Sometime back, while in Uganda, I got a call from a man who claimed to be from Airtel Uganda and wanted to know my name and phone details. The caller claimed my line was a winning number in a raffle competition that I had never participated in. He then asked me to send him Airtel airtime worth 10,000 Uganda shillings (about $8), after which he would give me the settings required to access my winning number. At that point, I knew it was fraud, but I decided to send the airtime in order to learn more about their dirty tricks. I sent the crook the scratch card number, assuring him that I had destroyed the airtime scratch card as requested. Minutes later, Mr. Conman phoned from a different line, asking for a further Uganda shillings 100,000. I assured him that even if he wanted Uganda Shillings 5,000,000 I could send it to him. I asked him to call me after three minutes, which he did with utmost exactness. When he called back, I recorded him and told him: "Thank you Mr. Conman. I will go to the grave without forgetting you." Surprisingly, he disconnected the call and efforts to reach him days later, were fruitless.

Uganda Police have, for a long time, been working with telecom operators to help end or reduce the scams. Although law enforcement can trace phone numbers, perpetrators often use unregistered SIM cards, disposable cellular phones, or stolen cellular phone numbers. I now treat all unsolicited phone calls with skepticism, especially when in Africa.

When I sought the views of Mr.

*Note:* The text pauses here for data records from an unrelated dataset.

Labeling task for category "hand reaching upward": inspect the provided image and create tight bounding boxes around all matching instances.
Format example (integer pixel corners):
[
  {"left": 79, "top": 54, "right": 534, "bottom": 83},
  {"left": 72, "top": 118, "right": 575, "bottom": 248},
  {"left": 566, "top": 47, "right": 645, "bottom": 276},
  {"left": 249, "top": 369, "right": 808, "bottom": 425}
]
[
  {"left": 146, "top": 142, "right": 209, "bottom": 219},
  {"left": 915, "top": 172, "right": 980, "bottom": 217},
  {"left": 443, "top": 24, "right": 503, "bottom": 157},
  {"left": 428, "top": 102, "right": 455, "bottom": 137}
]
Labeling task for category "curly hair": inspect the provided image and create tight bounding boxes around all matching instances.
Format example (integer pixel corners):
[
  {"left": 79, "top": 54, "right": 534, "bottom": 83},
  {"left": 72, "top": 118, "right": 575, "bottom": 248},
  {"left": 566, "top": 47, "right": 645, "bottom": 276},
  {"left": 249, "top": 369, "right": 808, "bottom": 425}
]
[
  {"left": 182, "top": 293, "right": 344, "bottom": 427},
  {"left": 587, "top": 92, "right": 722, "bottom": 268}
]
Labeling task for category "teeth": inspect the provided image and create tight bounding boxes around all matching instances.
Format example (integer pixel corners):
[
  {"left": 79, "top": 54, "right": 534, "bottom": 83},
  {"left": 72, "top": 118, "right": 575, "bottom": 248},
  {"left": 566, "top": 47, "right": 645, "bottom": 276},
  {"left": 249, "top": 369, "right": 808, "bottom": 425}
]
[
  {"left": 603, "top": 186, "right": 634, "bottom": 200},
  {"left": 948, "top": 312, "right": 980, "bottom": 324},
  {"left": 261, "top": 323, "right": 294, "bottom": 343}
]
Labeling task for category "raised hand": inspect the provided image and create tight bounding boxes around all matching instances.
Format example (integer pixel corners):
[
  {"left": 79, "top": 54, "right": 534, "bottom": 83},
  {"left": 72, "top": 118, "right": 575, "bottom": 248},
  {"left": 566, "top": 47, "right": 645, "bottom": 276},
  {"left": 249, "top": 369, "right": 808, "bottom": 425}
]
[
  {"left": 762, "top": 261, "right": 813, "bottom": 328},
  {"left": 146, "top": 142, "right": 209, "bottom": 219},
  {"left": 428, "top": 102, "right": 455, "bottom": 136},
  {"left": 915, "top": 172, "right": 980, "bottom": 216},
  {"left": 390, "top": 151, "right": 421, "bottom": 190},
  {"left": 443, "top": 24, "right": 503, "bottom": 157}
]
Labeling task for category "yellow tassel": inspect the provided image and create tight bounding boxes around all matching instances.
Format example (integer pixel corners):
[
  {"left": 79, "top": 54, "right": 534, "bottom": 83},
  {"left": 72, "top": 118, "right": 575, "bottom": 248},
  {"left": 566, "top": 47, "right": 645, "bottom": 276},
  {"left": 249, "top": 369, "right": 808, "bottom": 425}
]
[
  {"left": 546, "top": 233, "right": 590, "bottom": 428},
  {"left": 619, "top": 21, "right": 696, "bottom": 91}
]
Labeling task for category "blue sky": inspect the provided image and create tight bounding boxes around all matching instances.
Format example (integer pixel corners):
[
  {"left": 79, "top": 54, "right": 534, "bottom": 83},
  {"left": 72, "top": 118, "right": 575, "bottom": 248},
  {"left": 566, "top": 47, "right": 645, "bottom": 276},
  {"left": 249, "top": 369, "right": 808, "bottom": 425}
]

Mustafa Mugisa, the President of the Association of Certified Fraud Examiners, Uganda Chapter, he told me that the attitude of top honchos in the telecom and banking sector is wanting. This explains their use of processes and practices that have repeatedly proven ineffective in managing fraud risk. They continue to outsource their hotlines to Kenya and South Africa, oblivious of the fact that 80 per cent of their clients use local languages, and they have failed to invest in improving the capacity of Uganda Police or their own internal capacity, because, as one expert asserted, in one way or the other they benefit from the fraud in their own institutions.

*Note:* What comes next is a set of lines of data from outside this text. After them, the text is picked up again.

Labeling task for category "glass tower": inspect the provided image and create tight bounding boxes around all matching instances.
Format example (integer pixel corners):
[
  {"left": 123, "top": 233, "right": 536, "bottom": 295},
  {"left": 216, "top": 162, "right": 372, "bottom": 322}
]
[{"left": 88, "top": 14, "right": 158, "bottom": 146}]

The solution to tackling fraud in African is extending Document Verification Services to the burgeoning private sector as an alternative to their national identification schemes. Private companies and organizations should be able to verify an individual's identity by comparing provided information with registries for birth certificates, passports, visas, drivers' licenses, etc. I think this would help private sector firms develop the ability to verify identity documents, as well as help to tackle fake and duplicate identities which are common in most African countries. Such initiatives should target key sectors like financial services and telecommunications where 90% of fraud cases are reported.

Another alternative could be siloed systems which require specific points of identity for access to bank or mobile services. Government agencies in Africa should also work with those small scale traders, micro enterprises, and companies to look at whether document verification can assist industries with their identity based assessment. To avoid misuse of citizens' information, I think data verification services should not allow access by organizations, private companies, or individuals, but rather it should send encrypted verification requests to the relevant document issuing authority, which returns either a ‘yes' or ‘no' response to verify that person's identity.